I think I can comprehend that every parents love their children, that's why they just can't help taking every single photos of their babies, since before the child was born.

I don't know how much one must love her man, in order to go through all the pain and suffering to have a baby that takes his surname. I can't understand this because since young I have never found babies to be cute, and never wanted to get close to kids, let alone having it grown in my body, the thought itself is enough to kill me.

I think I can also comprehend that every couple is in fact love their partner, that's why they wanted to take photos of their every steps in every day life.

But I can't put myself into their shoes, and rationalise the behaviour. I don't understand why one would spend so much in the wedding photo albums, instead of a quality honeymoon. I particularly don't like having DVD record of the whole ceremony. I don't find it nice to see a bunch of drunken in my own wedding dinner.

When I say quality honeymoon, I don't mean a trip to overseas capital cities busy buying souvenirs, or a quite time at the beach. I would prefer rock climbing and skiing, otherwise, visiting some museums and historical places, not to take pictures to prove that you were there, but to dig deeper into the roots.

To me, a wedding is just an event in life, just like a university graduation, and man, I didn't even attend my own graduation. Can I choose to skip the marriage?

I was constantly told by all mothers around me, that I would change, once I have babies. I don't know if I would change the thoughts, but I surely would need to change my attitude in order to survive with the child for the rest of my life. And if I ever change my thoughts, I could only think that it would be a very painful change for me. Don't say "oh no, it wasn't as bad as you think." to me, it is such a cliche, it sometimes made me wonder if all other women were gang up to have a conspiracy, trying to get other women to fall into the same bitterness they are tasting, so that it makes them feel better.

I am even constantly pressured by my married friends to get married, without much reasons. Some even tried to say that my life would only be complete with a man and kids. I seriously doubt their words, and this would be the time I think the conspiracy theory is true. It is hard enough to have a housemate, sharing a house with you, let alone a husband, that shares your body with you. It made me feel an invasion of privacy and security.

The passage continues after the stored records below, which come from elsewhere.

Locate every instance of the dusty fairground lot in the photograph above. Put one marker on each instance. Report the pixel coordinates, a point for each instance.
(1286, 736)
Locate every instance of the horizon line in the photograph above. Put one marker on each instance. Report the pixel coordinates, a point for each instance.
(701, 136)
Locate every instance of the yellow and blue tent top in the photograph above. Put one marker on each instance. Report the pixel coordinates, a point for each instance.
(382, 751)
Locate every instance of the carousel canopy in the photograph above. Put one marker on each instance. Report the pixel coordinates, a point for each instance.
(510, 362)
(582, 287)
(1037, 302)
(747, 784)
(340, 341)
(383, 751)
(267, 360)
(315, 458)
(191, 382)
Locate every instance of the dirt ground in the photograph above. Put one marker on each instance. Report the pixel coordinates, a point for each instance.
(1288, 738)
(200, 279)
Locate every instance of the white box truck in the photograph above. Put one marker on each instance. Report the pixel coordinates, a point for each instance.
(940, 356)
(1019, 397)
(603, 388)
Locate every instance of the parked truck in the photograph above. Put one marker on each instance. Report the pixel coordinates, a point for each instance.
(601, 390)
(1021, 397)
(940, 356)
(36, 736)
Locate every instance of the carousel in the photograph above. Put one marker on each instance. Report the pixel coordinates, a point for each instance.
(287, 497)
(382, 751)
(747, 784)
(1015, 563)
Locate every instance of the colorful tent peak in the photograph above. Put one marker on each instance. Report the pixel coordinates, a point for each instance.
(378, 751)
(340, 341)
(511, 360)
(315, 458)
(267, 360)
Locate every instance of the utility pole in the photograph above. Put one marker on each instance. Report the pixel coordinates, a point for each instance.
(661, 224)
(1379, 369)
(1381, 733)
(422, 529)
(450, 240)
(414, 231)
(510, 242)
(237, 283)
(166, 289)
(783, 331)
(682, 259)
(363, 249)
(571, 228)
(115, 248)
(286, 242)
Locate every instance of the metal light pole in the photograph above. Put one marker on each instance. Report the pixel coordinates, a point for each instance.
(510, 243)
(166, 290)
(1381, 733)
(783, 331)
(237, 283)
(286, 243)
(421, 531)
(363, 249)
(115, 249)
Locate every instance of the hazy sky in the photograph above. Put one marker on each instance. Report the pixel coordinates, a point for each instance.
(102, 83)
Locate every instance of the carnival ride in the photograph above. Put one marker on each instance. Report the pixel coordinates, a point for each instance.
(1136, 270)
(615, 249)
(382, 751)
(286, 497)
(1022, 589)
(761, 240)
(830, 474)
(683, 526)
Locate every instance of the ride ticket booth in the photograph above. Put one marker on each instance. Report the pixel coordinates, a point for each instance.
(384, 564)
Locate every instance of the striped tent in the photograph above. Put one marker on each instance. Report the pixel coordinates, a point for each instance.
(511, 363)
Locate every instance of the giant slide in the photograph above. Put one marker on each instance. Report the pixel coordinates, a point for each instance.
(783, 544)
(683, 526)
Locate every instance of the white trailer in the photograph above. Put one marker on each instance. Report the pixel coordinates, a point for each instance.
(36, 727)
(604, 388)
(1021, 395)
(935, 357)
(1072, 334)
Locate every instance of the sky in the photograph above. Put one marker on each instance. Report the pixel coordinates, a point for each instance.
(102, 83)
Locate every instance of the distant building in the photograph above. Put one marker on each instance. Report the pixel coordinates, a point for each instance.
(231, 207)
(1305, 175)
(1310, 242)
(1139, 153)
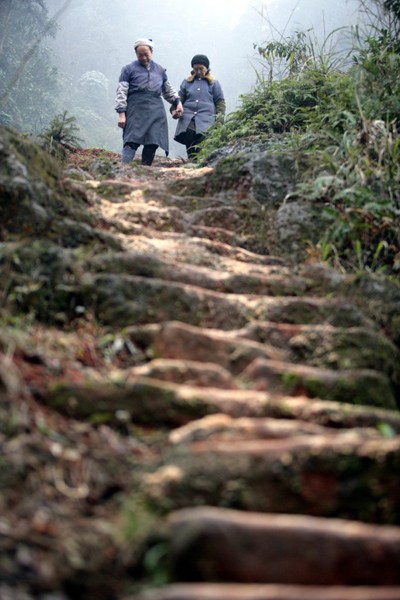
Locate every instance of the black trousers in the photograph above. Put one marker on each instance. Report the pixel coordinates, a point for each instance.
(192, 141)
(148, 152)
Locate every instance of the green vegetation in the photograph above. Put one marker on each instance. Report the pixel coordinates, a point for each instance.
(61, 135)
(342, 110)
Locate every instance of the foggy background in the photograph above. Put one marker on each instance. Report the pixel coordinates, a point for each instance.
(95, 40)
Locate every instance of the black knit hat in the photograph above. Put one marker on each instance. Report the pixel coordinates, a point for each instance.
(200, 59)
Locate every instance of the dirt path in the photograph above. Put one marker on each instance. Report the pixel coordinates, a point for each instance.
(230, 429)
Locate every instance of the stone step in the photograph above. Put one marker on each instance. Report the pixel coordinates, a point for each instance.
(125, 299)
(223, 427)
(316, 345)
(209, 591)
(157, 403)
(332, 347)
(342, 476)
(361, 386)
(268, 280)
(220, 545)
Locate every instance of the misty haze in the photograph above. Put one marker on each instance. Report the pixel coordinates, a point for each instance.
(95, 40)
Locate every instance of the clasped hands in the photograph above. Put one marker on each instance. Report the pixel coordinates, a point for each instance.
(178, 111)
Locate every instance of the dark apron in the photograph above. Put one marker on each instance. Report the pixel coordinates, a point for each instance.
(146, 120)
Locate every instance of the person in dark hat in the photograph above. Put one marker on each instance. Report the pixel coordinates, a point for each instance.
(203, 102)
(141, 113)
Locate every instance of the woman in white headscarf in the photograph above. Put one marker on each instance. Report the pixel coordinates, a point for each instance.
(141, 87)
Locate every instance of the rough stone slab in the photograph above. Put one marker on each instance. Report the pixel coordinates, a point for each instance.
(123, 300)
(209, 544)
(224, 427)
(186, 372)
(341, 476)
(332, 347)
(267, 592)
(354, 386)
(262, 279)
(155, 402)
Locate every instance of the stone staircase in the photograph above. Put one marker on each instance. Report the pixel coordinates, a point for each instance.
(219, 420)
(278, 477)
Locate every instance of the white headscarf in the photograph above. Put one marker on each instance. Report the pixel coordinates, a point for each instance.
(143, 42)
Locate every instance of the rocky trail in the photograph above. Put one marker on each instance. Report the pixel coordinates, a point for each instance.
(217, 421)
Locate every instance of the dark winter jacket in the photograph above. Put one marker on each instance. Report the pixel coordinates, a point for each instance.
(202, 100)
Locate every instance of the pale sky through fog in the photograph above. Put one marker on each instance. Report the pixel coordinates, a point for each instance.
(98, 35)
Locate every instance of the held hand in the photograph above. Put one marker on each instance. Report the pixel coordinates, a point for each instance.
(122, 120)
(178, 112)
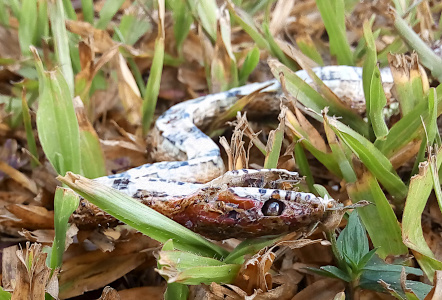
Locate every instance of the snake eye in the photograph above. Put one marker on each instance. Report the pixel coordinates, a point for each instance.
(273, 208)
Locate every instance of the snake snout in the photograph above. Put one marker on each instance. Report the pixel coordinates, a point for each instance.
(273, 208)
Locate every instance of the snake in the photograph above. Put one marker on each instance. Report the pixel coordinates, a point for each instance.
(189, 183)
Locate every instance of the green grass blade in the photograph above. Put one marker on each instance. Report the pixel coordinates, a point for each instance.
(374, 93)
(310, 98)
(333, 15)
(27, 28)
(247, 24)
(326, 158)
(4, 14)
(15, 8)
(61, 43)
(110, 8)
(32, 145)
(69, 9)
(141, 217)
(304, 166)
(93, 163)
(431, 130)
(65, 203)
(188, 268)
(88, 10)
(42, 19)
(176, 291)
(379, 219)
(340, 155)
(275, 50)
(56, 121)
(408, 128)
(250, 63)
(372, 158)
(153, 84)
(412, 233)
(274, 143)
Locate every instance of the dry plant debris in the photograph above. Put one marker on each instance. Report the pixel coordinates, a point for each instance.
(207, 49)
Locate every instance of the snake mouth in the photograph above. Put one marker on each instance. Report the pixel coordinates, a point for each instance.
(273, 208)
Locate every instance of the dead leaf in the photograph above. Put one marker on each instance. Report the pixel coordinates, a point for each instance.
(322, 289)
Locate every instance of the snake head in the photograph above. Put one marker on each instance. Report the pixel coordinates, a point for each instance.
(247, 212)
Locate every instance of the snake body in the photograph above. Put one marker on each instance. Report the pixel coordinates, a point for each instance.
(188, 184)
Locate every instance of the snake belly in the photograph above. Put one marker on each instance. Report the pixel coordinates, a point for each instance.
(190, 185)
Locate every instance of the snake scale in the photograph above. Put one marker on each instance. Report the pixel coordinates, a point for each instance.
(190, 186)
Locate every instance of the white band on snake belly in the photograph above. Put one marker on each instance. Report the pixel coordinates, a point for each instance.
(193, 158)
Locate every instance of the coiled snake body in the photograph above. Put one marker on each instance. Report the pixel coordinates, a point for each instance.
(243, 203)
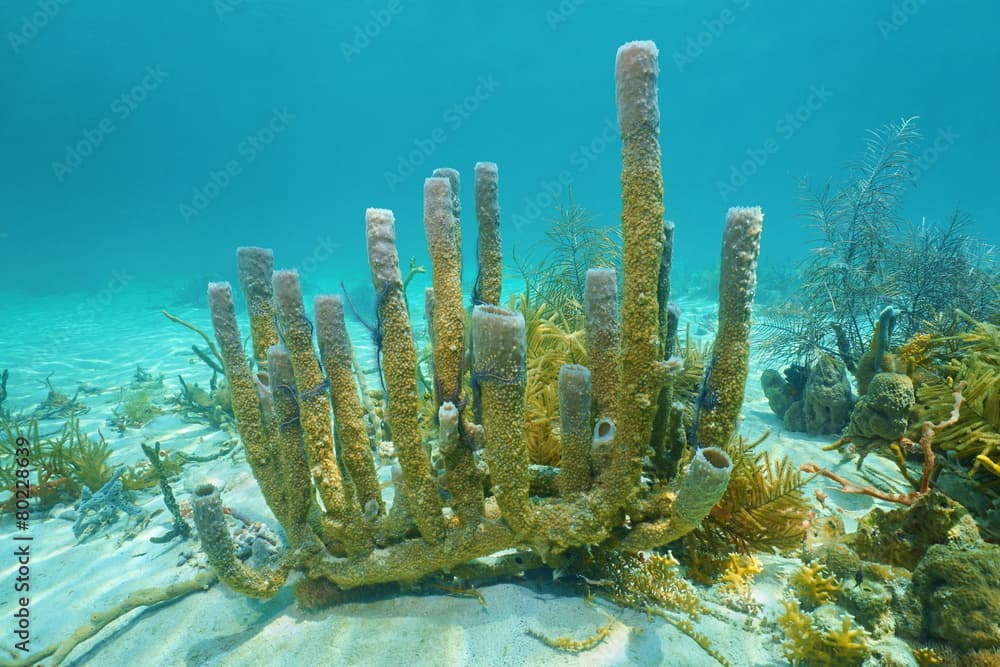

I never wanted to commit my life to marriage and children, because I think all these things would only ruin my life. I have to give up too many things in order to get married, have babies and live a life that suit everyone's expectation. But I could understand that getting through it would make one to be more mature. I however don't agree that the level of maturity could only be achieved by completing of these tasks.

Nonetheless, all I wanted to say is, I have had enough of all these pressures, and stop bugging me for what I want to do in my life. Judge all you want, but I am not ready yet. Even if I missed my biological clock, it is none of your ovary's problem. And if it is your sperms' problem, go find other ovary that is ready for your sperm. Leave me alone, for now.